James Kuhl’s characters provided a reminder that not all men fell into the categories of evil or oblivious. His Ira, who would go on to become Meg’s life partner, was likeable and charismatic. He also made a delightfully nerdy scientist with a bit of a lisp.

Integrated into all the work that the actors did was the equally creative and disciplined output of the technical crew. It’s a cliché that when technicians are at their best, you don’t notice their work, but there is much about the design of this show that hearkens to that truth. The set and its dressing, (scenic design by Thalia Lara and props and set dressing by Michelle Raymond) while brightly colored in swirls of 1960s yumminess, appears minimalist. There’s a table, some chairs and a relatively flat wall backing the stage.

Moments into the show, it is revealed that the wall is not merely a backdrop. It is a working, dynamic set that does heavy lifting throughout the show. It’s filled with life and shapes pop open to perform multiple functions. Complex and richly detailed projections by Jeromy Hopgood take the audience from one location to the other.

The seemingly simple pieces of furniture get scooted about the space effectively creating and recreating numerous locations. And everything moves at a whirlwind pace.

Brian Cole captures the tonal signature for the 1960s with his selection of music, blending well with the set’s colors and Shannon T. Schweitzer’s lighting to create the aesthetic of the period. Likewise, Mona Jahani mingled mod fashion and classic conservative wear that assisted in creating the multiple characters and aided the projection of Meg’s growth.

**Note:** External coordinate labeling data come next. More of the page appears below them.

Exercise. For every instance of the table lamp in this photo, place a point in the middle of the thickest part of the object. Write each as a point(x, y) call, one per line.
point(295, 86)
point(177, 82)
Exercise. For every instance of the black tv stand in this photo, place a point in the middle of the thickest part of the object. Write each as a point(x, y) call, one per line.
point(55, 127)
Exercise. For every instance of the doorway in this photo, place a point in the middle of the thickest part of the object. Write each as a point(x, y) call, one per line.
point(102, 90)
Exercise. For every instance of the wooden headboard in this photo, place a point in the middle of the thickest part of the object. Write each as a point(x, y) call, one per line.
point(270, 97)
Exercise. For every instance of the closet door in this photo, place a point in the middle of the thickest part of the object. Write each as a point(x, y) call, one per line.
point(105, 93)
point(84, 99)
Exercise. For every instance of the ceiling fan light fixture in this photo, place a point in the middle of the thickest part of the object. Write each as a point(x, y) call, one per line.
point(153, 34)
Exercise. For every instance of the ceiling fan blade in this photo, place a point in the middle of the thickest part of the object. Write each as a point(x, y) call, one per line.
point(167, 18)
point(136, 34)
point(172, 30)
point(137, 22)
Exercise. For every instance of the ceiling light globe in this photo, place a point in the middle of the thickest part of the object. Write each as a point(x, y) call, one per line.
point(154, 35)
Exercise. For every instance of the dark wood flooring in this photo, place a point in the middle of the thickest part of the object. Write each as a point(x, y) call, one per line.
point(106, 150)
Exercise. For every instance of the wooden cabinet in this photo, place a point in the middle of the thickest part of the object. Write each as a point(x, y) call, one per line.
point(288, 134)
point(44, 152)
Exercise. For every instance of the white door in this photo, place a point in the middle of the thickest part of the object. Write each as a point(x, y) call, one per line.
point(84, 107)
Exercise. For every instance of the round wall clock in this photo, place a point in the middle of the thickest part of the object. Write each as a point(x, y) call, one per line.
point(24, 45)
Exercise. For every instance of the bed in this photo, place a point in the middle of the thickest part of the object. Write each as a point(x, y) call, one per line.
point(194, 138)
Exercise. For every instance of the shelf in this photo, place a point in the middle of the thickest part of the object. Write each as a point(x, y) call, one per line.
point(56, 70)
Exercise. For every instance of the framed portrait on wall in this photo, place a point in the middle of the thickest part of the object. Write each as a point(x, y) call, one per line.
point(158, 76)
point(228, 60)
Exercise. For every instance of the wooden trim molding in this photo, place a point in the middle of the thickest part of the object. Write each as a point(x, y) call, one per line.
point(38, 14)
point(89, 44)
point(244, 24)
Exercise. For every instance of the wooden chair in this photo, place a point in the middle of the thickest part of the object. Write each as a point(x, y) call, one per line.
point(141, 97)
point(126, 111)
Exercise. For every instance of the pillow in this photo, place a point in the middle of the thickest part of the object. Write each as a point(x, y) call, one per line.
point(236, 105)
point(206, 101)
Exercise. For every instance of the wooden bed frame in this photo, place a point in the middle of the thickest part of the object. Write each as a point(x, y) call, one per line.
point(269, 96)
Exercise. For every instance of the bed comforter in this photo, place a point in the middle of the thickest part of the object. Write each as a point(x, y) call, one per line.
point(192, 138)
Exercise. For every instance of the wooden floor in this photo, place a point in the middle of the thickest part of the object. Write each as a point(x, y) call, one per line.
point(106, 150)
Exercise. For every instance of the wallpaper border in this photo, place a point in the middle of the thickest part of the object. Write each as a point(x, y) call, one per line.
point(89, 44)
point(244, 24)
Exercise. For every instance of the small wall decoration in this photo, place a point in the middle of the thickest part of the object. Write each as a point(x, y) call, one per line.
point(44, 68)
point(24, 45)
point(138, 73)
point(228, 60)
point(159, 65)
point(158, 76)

While Meg Crane invented the home pregnancy test in 1967 using a paper clip holder, eye dropper and mirror, it did not hit the U.S. markets until 1977 and it wasn’t until 2012 that she received any sort of public credit for her role in revolutionizing society. Predictor invites audiences to remember the hurdles women have had to overcome and how very recently in history bodily autonomy was denied them. It emits more than a few warnings that it would take little to tip us back to that world.